Huawei: Pentagon prevents Trump from enacting new sanctions for now

by Jerry

Huawei will not be the target of new sanctions from the Trump administration contrary to threats from Commerce Secretary Wilbur Ross. The Pentagon has decided to prevent the government from strengthening sanctions on the grounds that it "undermines the innovation of American companies". And that's not the only bad news for Donald Trump's team: in all likelihood, the UK should allow Huawei to deploy its 5G.

Credits: Lisbon Web Summit 2017

It would almost be forgotten: since his election to the White House, Donald Trump has suffered some particularly stinging failures. This was especially true at the beginning of his presidency when, for example, the new tenant of the White House signed a presidential decree prohibiting the entry of Iraqi, Libyan, Somali, Iranian, Sudanese, Syrian and Yemeni nationals for a period of 90 days. Before most of its effects are overturned by courts.

Shields raised

This time, the Pentagon is interfering in the particularly tense relations between the Trump administration and Huawei.
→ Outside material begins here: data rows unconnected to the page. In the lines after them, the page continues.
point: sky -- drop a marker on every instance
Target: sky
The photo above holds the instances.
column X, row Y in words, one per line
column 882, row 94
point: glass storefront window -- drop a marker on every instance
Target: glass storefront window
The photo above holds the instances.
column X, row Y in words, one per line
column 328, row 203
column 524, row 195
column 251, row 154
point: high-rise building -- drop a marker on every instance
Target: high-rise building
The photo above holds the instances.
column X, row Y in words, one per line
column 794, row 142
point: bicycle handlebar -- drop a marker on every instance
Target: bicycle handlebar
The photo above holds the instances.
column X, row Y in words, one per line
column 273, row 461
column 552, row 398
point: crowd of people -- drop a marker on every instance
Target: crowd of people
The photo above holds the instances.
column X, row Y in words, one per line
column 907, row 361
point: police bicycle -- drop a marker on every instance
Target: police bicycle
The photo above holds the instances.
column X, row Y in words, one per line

Trade Secretary Wilbur Ross revealed last week that he intended to strengthen sanctions against Huawei. One likely option was to lower the U.S. IP threshold beyond which Huawei is not allowed to purchase a component or service. Currently, Huawei can only buy components from third-party firms if they contain less than 25% U.S. intellectual property.

While the details of the Trump administration's new sanctions package have not been made public, rumors about its contours have reportedly generated panic among companies and part of the defense sector. This did not fail to provoke an outcry from a part of the Pentagon. Some officials have argued that these tougher measures could permanently discourage the use of U.S. components abroad, weakening U.S. companies and the country's competitiveness. Especially in the silicon sector.

According to Forbes, the text was simply withdrawn. This new cover-up is not the only bad news for the Trump administration. According to Forbes, it is almost certain that the UK will retain Huawei as an OEM to deploy 5G. Huawei has indeed a strong 4G base in the country, and maintains a lead over the competition in the 5G deployment.

However, the UK has reportedly already acted on a limited role for the firm for several months. Turning everything upside down would simply be too costly at this stage, in a budgetary context complicated by Brexit. The UK's decision is expected in the coming days.